Use of CDL control sequences for building operation, or use of such sequences in a verification test module, consists of the following steps:

  1. Implementation of the control sequence using CDL.

  2. Export of the Modelica model as a Functional Mockup Unit for Model Exchange (FMU-ME) or as a JSON specification.

  3. Import of the FMU-ME in the runtime environment, or translation of the JSON specification to the language used by the building automation system.

Fig. 10.1 shows the process of exporting and importing control sequences.

_images/codeExport.svg

Fig. 10.1 Overview of the code export and import of control sequences and verification tests.

The next section describes three different approaches that can be used by control vendors to translate CDL to their product line:

  1. Translation of the CDL-compliant sequence to a JSON intermediate format, which can be translated to the format used by the control platform (Section 10.3).

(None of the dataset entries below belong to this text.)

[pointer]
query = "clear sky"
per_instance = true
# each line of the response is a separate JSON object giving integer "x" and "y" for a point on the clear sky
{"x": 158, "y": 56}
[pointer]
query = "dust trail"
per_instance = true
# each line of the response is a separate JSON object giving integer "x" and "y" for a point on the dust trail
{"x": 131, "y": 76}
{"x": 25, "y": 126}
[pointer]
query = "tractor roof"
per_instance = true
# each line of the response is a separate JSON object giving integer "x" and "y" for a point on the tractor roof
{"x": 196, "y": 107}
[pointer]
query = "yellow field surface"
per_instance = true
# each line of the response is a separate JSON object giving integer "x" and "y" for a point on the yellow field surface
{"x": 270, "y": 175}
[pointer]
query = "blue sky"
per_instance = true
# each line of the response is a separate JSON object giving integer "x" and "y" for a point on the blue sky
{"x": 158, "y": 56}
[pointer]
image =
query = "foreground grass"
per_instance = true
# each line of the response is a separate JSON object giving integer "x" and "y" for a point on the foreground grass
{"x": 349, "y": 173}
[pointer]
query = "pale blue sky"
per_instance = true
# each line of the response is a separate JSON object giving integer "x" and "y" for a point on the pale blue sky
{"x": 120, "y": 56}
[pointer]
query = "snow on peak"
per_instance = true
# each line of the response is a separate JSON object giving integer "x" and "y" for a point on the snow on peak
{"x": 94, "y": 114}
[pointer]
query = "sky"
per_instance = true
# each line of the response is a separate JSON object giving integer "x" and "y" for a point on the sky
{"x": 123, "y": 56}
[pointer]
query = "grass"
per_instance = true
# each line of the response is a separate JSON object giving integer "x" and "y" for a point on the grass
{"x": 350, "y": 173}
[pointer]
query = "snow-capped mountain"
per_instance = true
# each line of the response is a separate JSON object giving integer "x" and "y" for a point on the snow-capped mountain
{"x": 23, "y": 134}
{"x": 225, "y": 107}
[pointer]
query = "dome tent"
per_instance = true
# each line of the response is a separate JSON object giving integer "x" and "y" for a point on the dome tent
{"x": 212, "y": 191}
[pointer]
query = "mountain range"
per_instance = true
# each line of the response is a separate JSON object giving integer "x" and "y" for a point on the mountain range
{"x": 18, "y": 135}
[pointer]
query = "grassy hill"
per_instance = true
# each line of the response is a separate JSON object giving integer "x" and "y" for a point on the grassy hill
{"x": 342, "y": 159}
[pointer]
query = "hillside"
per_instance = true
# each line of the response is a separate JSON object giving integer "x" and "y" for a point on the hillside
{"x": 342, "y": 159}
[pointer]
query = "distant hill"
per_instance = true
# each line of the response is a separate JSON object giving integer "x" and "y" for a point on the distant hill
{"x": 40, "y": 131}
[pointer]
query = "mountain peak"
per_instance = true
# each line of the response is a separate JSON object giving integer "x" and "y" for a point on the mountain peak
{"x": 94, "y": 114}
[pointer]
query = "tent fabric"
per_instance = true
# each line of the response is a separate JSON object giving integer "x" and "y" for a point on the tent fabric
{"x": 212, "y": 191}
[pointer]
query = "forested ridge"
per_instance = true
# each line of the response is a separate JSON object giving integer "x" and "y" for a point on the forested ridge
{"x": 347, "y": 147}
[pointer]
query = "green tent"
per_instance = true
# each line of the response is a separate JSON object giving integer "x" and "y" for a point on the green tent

  2. Export of the whole CDL-compliant sequence using the FMI standard (Section 10.4), a standard for exchanging simulation models that can be simulated using a variety of open-source tools.

  3. Translation of the CDL-compliant sequence to an xml-based standard called System Structure and Parameterization (SSP), which is then used to parameterize, link and execute pre-compiled elementary CDL blocks (Section 10.5).

The best approach will depend on the control platform. While in the short-term, option 1) is likely preferred as it allows reusing existing control product lines, the long term vision is that control product lines would directly compile CDL using option 2) or 3). Before explaining these three approaches, we first discuss challenges of translation of CDL sequences to building automation systems, as well as their implications.

10.2. Challenges and Implications for Translation of Control Sequences from and to Building Control Product Lines

This section discusses challenges and implications for translating CDL-conforming control sequences to the programming languages used by building automation system.

First, we note that simply generating C code is not viable for such applications because building automation systems generally do not allow users to upload C code. Moreover, they also need to provide an interface for the building operator that allows editing the control parameters and control sequences.

Second, we note that the translation will for most, if not all, systems only be possible from CDL to a building automation system, but not vice versa. This is due to specific constructs that may exist in building automation systems but not in CDL. For example, if Sedona (https://www.sedona-alliance.org/) were the target platform, then translating from Sedona to CDL will not be possible because Sedona allows boolean variables to take on the values true, false and null, but CDL has no null value.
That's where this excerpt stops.